TORONTO (miningweekly.com) – Uranium hopeful Forsys Metals is in discussions with George Forrest International (GFI), which agreed in November to buy the exploration company, but can not give any assurance that the acquisition will be completed.
The deal was initially expected to close by March 18, but Forsys agreed earlier this year to extend the deadline to July 31, because GFI needed extra time to arrange financing for the acquisition.
The current discussions are being held “with a view to finalising documentation and formalising funding arrangements, but no assurance can yet be given that GFI will have sufficient funds in place before the extended due date of July 31,” Forsys said on Tuesday.
Forsys agreed last year to a C$7,00 a share takeover by GFI, and will receive a break fee of C$20-million if GFI breaches the agreement.

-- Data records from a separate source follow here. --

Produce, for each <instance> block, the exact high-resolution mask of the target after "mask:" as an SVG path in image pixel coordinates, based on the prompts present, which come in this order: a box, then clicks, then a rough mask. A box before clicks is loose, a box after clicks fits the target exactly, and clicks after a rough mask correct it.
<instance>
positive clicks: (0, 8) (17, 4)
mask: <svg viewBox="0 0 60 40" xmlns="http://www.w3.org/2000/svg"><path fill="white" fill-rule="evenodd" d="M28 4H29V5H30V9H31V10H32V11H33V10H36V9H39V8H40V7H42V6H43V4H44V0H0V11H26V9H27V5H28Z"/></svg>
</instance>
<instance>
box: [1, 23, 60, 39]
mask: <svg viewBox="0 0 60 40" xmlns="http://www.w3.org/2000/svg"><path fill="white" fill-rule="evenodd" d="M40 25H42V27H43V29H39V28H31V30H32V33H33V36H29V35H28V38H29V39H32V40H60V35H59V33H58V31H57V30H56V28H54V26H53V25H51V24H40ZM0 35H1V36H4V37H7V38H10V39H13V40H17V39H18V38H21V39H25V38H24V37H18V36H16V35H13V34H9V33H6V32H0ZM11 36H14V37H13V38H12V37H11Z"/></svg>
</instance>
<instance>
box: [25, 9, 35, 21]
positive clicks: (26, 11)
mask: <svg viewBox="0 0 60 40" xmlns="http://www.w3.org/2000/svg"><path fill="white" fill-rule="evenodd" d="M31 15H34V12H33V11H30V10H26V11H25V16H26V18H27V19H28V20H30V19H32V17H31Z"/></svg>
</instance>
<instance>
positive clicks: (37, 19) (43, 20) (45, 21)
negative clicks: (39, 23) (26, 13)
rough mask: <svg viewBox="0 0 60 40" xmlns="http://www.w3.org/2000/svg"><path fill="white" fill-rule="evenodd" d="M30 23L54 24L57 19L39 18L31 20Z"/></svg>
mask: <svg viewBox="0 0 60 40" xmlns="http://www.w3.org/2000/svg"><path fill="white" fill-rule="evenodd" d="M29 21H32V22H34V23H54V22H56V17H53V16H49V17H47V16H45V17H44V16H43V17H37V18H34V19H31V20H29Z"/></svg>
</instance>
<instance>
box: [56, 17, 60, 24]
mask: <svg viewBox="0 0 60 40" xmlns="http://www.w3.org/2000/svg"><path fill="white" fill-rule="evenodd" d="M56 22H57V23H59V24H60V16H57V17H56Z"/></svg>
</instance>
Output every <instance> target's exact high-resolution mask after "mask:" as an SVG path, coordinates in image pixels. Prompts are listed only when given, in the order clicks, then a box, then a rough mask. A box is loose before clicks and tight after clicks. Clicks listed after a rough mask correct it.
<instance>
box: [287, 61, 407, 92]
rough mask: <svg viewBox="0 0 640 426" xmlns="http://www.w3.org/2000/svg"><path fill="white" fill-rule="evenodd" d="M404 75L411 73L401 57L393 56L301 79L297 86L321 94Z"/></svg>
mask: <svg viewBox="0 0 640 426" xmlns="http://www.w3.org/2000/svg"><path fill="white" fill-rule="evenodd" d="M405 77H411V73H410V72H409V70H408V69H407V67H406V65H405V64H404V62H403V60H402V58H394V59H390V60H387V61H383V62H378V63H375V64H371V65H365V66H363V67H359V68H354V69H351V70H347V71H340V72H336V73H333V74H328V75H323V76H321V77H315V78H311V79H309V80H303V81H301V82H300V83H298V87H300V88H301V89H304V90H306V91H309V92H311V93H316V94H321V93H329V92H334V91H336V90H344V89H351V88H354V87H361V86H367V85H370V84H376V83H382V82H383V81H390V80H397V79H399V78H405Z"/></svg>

The break fee was increased from C$11,4-million when the deadline for closing the deal was extended.
Forsys' Valencia uranium project, in Namibia, is fully permitted and contains measured and indicated resources of 61-million pounds.
The Valencia project is located 35 km along the geological strike to Rio Tinto's Rössing mine and 40 km north of Paladin Resources' Langer Heinrich operation.
The mine is expected to produce approximately three-million pounds of uranium a year, and Forsys was granted a 25-year mining licence for the operation in August last year.